1La difficulté majeure que je vois à la compréhension théorique de la culpabilité et de la honte est due à leur statut particulier dans la psychanalyse. La culpabilité, concept central dans la théorie et affect d’importance primordiale dans l’expérience de la cure, et la honte, qui est l’objet d’un intérêt croissant ces dernières années tentant d’unifier des remarques dispersées qu’on pouvait glaner çà et là sans parvenir à dégager une vision d’ensemble, sont toutes les deux, par nature, des résultantes de consécutions dont on ignore précisément les liens internes et les modalités d’organisation avec les phénomènes psychiques qui leur donnent naissance. Certes, ils se prêtent à une analyse phénoménologique assez abondamment exploitée dans la littérature, qui permet d’en donner une image assez ressemblante et aisément reconnue, mais la chaîne des événements psychiques dont ils sont le terme dernier, lors de leur apparition dans la conscience, reste mystérieuse ou donne lieu à des controverses. Cette contribution n’aura pas la prétention de faire toute la lumière sur ces questions, pas plus qu’elle n’aura l’ambition de parvenir à une interprétation métapsychologique complète. Elle se contentera de préciser certaines questions qui se posent à leur endroit, en proposant mes réflexions sur ces deux thèmes.

CULPABILITÉ

2La culpabilité apparaît dès les premiers travaux de la psychanalyse. Même quand elle n’est pas explicitement nommée, on la devine derrière l’allégation de reproches faits à soi-même. Mais, au départ, Freud cherche, sans doute trop rapidement, à l’insérer dans un ensemble d’affects négatifs – incluant aussi la honte – qu’il essaie de coordonner.

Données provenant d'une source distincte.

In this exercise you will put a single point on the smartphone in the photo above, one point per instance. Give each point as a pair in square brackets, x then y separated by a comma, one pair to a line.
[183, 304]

3« Ce qui est reproche (d’avoir accompli l’action sexuelle à l’âge d’enfant) se transforme en honte (si on venait à l’apprendre), en angoisse hypocondriaque (devant les conséquences nuisibles pour le corps de cette action à reproche), en angoisse sociale devant la vindicte de la société pour le délit, en angoisse religieuse, en délire d’observation (peur de trahir à d’autres cette action), en angoisse de tentation (méfiance justifiée envers sa propre force de résistance morale), etc. » [1]

4Il faudra des années pour démêler les fils de cet écheveau né d’un effort de synthèse prématuré. Une tentative plus limitée et plus rigoureuse se concentrera, plus tard, sur les aspects structuralement classés de l’angoisse dans Inhibition, symptôme, angoisse. Pour le sujet qui nous occupe, c’est la formule action à reproche qu’il nous faut comprendre et que Freud lie à la sexualité dans l’enfance, avant même qu’il ne découvre la sexualité infantile. Ainsi, il existe une relation significative entre la recherche de sensations voluptueuses avant l’âge officiel où elles sont supposées apparaître et des autoreproches que Freud rattache sans doute à la transgression d’interdits, sans chercher plus loin.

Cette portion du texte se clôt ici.